Review: Slow Bullets by Alastair Reynolds

From the author of the Revelation Space series comes an interstellar adventure of war, identity, betrayal, and the preservation of civilization itself.

A vast conflict, one that has encompassed hundreds of worlds and solar systems, appears to be finally at an end. A conscripted soldier is beginning to consider her life after the war and the family she has left behind. But for Scur—and for humanity—peace is not to be.

On the brink of the ceasefire, Scur is captured by a renegade war criminal, and left for dead in the ruins of a bunker. She revives aboard a prisoner transport vessel. Something has gone terribly wrong with the ship.

Passengers—combatants from both sides of the war—are waking up from hibernation far too soon. Their memories, embedded in bullets, are the only links to a world which is no longer recognizable.

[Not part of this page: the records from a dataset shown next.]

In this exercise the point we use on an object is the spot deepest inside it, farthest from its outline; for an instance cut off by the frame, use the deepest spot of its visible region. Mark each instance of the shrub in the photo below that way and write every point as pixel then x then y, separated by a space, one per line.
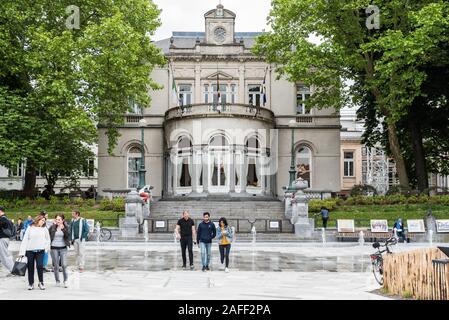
pixel 315 205
pixel 363 190
pixel 78 202
pixel 118 204
pixel 90 202
pixel 66 200
pixel 40 201
pixel 106 205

And Scur will be reacquainted with her old enemy, but with much higher stakes than just her own life.
Star rating: 3 stars

I received this book for free through NetGalley in exchange for an honest review.

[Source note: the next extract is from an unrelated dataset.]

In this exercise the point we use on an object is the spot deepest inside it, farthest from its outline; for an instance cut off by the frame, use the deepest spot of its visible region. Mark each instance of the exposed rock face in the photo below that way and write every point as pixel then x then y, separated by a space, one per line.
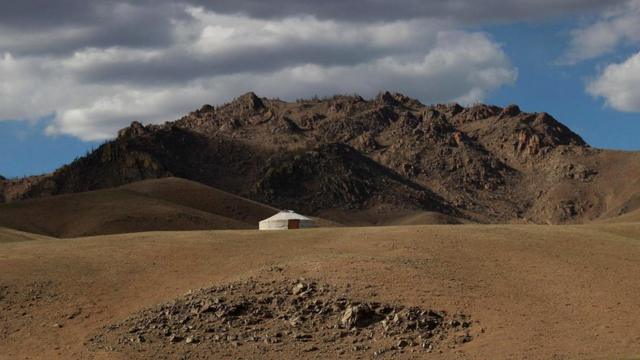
pixel 310 318
pixel 481 162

There's not too much I can say about this book without giving away the story - it's such a short book. Despite it's length, the author does manage to cram a lot in and it's a well thought out story. I guess because it's a novella and therefore short, it doesn't build a vivid picture in the reader's mind of the environment or the characters.

The whole story takes place on a skipship, a ship which is both carrying soldiers from both sides of a war after the ceasefire, in addition to prisoners and civilians. The ship is malfunctioning and wakens everyone out of stasis and then all chaos breaks loose.

This is told in first person by Scur, a female (actually now I think about it I'm not sure it states her sex but I assumed she was female) soldier. She? tells the story as if she? was speaking directly to the reader which I often find a little annoying.